@ Gopher - Damn right, screw the new vampires. Im sure you knew i meant that kind of vampire anyway, I wouldnt go comparing us to the new renditions of vampires. We just dont belong in highschool dramatic love story kind of settings. We belong in the dark, sucking the life from those we dont believe deserve it.
@ Moocow - INTJs cant help themselves, haveing such strong intuition, coupled with it being introverted, makes them borderline psychopaths sometimes. Naturally jumping to conclusions, making assumptions, coupled with extroverted thinking, can lead to diarrhea of the mouth.

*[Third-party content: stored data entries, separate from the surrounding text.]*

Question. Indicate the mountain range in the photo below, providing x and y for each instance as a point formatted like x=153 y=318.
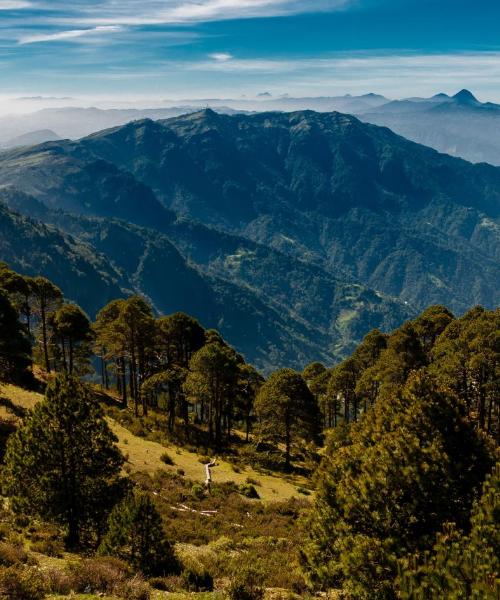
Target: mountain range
x=294 y=233
x=459 y=125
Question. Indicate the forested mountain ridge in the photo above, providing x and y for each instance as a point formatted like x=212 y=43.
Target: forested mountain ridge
x=459 y=125
x=345 y=215
x=270 y=320
x=400 y=218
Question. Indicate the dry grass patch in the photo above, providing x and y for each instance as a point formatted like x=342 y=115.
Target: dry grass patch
x=144 y=455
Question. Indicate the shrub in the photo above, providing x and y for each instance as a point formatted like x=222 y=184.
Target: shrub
x=97 y=574
x=12 y=554
x=252 y=481
x=246 y=585
x=198 y=491
x=166 y=458
x=197 y=580
x=136 y=535
x=133 y=589
x=248 y=490
x=57 y=581
x=195 y=576
x=21 y=583
x=48 y=547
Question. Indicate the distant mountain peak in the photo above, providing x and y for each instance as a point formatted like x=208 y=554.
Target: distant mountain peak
x=465 y=97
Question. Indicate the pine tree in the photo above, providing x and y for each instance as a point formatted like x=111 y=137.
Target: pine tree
x=212 y=384
x=135 y=534
x=15 y=348
x=62 y=464
x=460 y=565
x=387 y=486
x=287 y=411
x=73 y=333
x=47 y=299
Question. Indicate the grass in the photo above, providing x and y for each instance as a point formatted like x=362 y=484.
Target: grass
x=12 y=398
x=222 y=530
x=144 y=455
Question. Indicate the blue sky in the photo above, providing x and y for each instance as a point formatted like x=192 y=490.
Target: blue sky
x=159 y=49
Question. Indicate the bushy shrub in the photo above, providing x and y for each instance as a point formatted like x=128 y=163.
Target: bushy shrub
x=49 y=547
x=21 y=583
x=198 y=491
x=246 y=584
x=136 y=535
x=195 y=576
x=166 y=458
x=133 y=589
x=12 y=554
x=97 y=574
x=57 y=581
x=248 y=490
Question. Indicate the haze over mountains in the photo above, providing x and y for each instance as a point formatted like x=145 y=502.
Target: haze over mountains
x=294 y=233
x=459 y=125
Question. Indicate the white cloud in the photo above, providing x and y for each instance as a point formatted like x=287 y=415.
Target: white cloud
x=73 y=34
x=165 y=12
x=14 y=4
x=221 y=56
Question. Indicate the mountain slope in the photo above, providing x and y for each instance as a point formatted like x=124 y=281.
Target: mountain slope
x=315 y=220
x=399 y=217
x=281 y=323
x=32 y=248
x=459 y=125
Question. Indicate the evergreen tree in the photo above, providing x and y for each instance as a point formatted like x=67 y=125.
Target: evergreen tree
x=47 y=299
x=179 y=337
x=212 y=384
x=62 y=464
x=20 y=290
x=249 y=383
x=135 y=534
x=387 y=486
x=287 y=411
x=466 y=357
x=15 y=349
x=73 y=334
x=461 y=566
x=171 y=382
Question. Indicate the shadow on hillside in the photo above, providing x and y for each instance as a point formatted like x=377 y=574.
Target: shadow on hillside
x=17 y=411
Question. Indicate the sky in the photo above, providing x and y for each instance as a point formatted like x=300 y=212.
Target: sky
x=114 y=52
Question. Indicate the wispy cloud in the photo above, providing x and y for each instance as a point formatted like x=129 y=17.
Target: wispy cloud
x=15 y=4
x=71 y=35
x=387 y=63
x=170 y=12
x=221 y=56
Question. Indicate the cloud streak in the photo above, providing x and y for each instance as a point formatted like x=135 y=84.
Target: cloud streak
x=170 y=12
x=14 y=4
x=71 y=35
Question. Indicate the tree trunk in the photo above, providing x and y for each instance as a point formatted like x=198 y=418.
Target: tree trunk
x=44 y=338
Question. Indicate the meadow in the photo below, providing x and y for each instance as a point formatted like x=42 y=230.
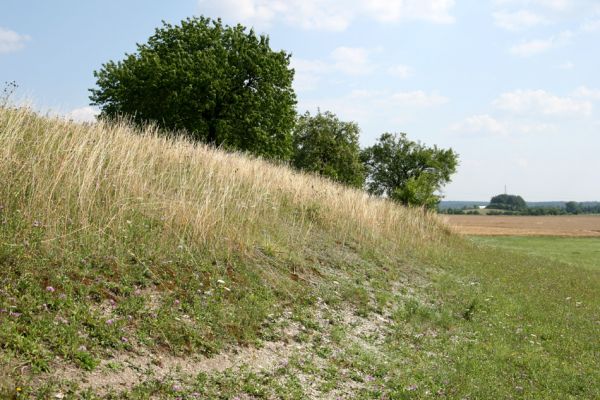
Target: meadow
x=134 y=265
x=509 y=225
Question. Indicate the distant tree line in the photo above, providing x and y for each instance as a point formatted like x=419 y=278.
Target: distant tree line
x=224 y=86
x=505 y=204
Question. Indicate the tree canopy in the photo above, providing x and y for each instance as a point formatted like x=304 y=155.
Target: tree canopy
x=329 y=147
x=220 y=84
x=507 y=202
x=407 y=171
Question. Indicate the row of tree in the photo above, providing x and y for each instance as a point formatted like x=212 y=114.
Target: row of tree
x=225 y=86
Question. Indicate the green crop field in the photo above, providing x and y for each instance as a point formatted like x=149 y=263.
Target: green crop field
x=582 y=252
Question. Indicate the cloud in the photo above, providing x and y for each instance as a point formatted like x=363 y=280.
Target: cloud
x=486 y=124
x=400 y=71
x=556 y=5
x=352 y=60
x=585 y=92
x=327 y=15
x=83 y=114
x=384 y=108
x=483 y=123
x=591 y=26
x=11 y=41
x=567 y=65
x=518 y=20
x=418 y=98
x=541 y=102
x=537 y=46
x=437 y=11
x=308 y=73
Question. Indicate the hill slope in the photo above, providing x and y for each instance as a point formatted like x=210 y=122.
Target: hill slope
x=135 y=265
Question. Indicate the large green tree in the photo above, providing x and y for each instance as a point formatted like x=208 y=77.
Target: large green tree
x=327 y=146
x=219 y=84
x=407 y=171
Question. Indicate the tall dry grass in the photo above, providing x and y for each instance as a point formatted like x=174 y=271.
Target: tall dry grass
x=91 y=178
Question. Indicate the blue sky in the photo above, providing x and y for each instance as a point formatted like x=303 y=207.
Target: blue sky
x=512 y=86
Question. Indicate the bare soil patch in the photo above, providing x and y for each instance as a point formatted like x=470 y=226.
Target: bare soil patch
x=574 y=226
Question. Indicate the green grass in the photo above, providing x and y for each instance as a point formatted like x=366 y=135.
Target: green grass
x=583 y=252
x=368 y=299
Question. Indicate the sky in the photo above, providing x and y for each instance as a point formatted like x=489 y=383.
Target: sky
x=511 y=85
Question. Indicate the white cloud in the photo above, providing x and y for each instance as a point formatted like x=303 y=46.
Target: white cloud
x=591 y=26
x=542 y=103
x=566 y=65
x=352 y=60
x=329 y=15
x=486 y=124
x=556 y=5
x=483 y=123
x=308 y=73
x=518 y=20
x=532 y=47
x=437 y=11
x=11 y=41
x=400 y=71
x=585 y=92
x=83 y=114
x=418 y=98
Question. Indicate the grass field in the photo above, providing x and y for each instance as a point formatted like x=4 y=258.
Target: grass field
x=571 y=225
x=581 y=252
x=137 y=266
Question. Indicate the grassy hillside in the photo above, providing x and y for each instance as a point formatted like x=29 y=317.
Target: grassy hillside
x=136 y=265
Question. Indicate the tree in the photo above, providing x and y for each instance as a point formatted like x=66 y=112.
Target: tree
x=407 y=171
x=507 y=202
x=221 y=85
x=329 y=147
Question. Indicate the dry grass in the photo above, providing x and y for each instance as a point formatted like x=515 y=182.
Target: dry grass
x=575 y=226
x=80 y=177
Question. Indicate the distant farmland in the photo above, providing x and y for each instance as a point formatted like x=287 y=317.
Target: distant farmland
x=575 y=226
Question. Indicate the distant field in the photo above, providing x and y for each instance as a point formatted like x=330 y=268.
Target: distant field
x=497 y=225
x=577 y=251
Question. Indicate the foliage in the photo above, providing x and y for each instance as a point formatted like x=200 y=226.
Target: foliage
x=329 y=147
x=221 y=85
x=407 y=171
x=507 y=202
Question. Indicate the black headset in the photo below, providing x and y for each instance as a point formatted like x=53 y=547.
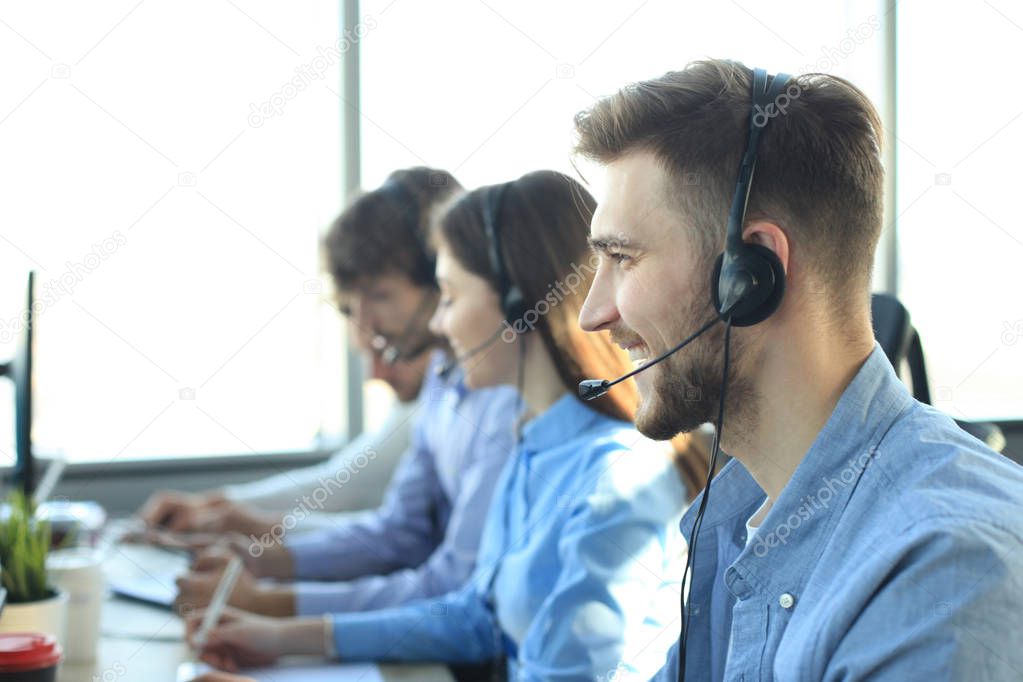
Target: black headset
x=513 y=302
x=749 y=280
x=748 y=286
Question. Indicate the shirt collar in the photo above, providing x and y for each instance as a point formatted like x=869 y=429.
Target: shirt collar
x=566 y=418
x=834 y=463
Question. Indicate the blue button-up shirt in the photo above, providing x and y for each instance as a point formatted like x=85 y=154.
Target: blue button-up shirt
x=423 y=541
x=894 y=553
x=579 y=564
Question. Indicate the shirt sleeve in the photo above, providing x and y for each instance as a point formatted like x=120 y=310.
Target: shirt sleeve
x=458 y=627
x=399 y=534
x=946 y=607
x=613 y=552
x=372 y=456
x=450 y=564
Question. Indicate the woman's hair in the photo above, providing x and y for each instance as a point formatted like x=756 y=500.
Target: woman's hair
x=542 y=223
x=386 y=231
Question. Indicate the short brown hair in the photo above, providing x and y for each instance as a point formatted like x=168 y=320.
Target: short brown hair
x=818 y=169
x=387 y=230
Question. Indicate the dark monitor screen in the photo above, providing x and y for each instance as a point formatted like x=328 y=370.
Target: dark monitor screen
x=19 y=371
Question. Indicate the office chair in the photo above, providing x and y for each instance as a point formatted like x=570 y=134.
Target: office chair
x=900 y=343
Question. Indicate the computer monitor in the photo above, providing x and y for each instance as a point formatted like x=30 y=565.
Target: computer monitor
x=19 y=371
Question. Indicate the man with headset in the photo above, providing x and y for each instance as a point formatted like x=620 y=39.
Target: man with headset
x=857 y=534
x=423 y=538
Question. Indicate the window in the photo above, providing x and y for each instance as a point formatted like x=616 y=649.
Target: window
x=960 y=242
x=168 y=170
x=488 y=89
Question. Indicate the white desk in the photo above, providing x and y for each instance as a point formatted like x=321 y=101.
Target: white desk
x=141 y=643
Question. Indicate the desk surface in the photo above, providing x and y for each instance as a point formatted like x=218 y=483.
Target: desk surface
x=141 y=643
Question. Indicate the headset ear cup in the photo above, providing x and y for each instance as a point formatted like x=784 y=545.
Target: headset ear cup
x=769 y=274
x=514 y=306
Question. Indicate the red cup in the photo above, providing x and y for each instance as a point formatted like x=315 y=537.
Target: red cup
x=29 y=657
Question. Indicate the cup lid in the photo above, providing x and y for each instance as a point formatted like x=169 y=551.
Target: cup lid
x=24 y=651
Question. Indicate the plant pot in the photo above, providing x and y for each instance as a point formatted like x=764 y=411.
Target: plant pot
x=46 y=617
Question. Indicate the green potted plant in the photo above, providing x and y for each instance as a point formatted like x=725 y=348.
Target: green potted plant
x=33 y=603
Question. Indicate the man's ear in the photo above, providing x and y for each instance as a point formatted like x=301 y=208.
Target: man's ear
x=770 y=235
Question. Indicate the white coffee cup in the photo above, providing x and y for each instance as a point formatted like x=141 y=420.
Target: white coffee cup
x=79 y=572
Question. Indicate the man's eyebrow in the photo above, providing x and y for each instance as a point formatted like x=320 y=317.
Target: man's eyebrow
x=606 y=244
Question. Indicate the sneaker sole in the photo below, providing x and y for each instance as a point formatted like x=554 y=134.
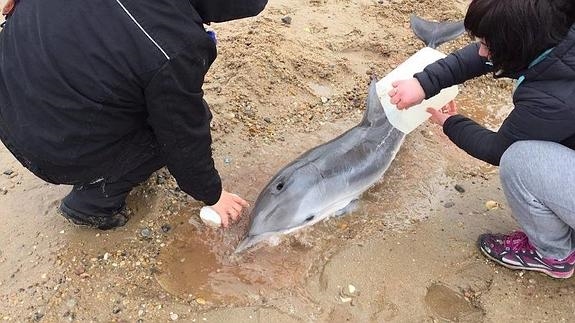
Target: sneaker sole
x=553 y=274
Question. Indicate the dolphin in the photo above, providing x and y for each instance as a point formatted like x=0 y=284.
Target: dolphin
x=326 y=179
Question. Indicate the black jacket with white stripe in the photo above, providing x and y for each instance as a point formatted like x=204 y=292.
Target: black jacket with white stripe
x=89 y=89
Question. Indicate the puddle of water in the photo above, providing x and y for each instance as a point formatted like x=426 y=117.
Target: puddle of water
x=202 y=264
x=448 y=304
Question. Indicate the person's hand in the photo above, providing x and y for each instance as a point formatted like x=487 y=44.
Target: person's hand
x=229 y=207
x=406 y=93
x=439 y=116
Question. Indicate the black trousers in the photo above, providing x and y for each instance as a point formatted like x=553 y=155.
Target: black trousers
x=103 y=198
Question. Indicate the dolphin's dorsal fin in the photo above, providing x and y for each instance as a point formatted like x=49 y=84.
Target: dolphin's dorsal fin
x=434 y=33
x=374 y=111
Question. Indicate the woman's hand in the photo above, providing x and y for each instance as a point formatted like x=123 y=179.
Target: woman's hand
x=439 y=116
x=406 y=93
x=229 y=207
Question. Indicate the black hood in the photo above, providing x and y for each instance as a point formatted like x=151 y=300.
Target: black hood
x=226 y=10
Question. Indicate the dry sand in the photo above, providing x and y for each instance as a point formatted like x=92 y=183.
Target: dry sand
x=407 y=254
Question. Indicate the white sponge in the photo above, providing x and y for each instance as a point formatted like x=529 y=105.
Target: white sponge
x=210 y=217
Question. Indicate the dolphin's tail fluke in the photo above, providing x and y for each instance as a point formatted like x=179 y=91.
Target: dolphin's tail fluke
x=434 y=33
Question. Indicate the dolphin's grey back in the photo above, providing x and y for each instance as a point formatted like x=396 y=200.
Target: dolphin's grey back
x=335 y=172
x=364 y=152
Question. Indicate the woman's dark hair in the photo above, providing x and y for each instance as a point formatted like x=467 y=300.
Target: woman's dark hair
x=517 y=31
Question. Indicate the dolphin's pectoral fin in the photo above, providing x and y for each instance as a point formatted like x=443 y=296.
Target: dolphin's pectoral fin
x=352 y=206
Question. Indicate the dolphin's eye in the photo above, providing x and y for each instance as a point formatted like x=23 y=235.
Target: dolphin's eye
x=280 y=186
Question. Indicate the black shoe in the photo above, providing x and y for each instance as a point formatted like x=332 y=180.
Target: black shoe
x=115 y=220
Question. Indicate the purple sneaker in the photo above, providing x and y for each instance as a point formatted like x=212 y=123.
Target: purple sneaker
x=514 y=251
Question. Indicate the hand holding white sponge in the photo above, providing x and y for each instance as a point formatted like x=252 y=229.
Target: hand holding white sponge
x=210 y=217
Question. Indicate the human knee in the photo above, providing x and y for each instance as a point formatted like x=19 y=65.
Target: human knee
x=513 y=160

When talking to my brother, i often just let him run his mouth. Its not worth trying to voice any opinions, he will either just try to keep going and talk over me, or stop and begin to talk shit about whatever i said. I tend to not say anything for so long that eventually i will start repeating back what he is telling me, but in my own words so he knows i am listening, just trying to be nice becasue i know he would be adgitated if he knew i wasnt listening. And he still ends up talking shit, saying that i am stupid and that all i ever do is repeat what he says.
It is actually pretty shameful, when i stop and think about it sometimes, i realize just how inefficient INTJs really are. He plots and plans the same things over and over and over. He has been planning the same things since he was 13 or so, with little change in any of the plans. I sometimes wonder if he is an ISTJ like my mother, who also blathers on about the most meaningless day to day plans, but hers are more immediate, and his are a little more distant. I often think that if i put half as much time into constructive thought as him, i would get twice the result... but it is such a mindless seeming process that i cant even begin to focus on it. So i cant deny that an INTJ still has the upper hand in the game of life, but they have a pretty inefficient thought process, they lack deductive logic.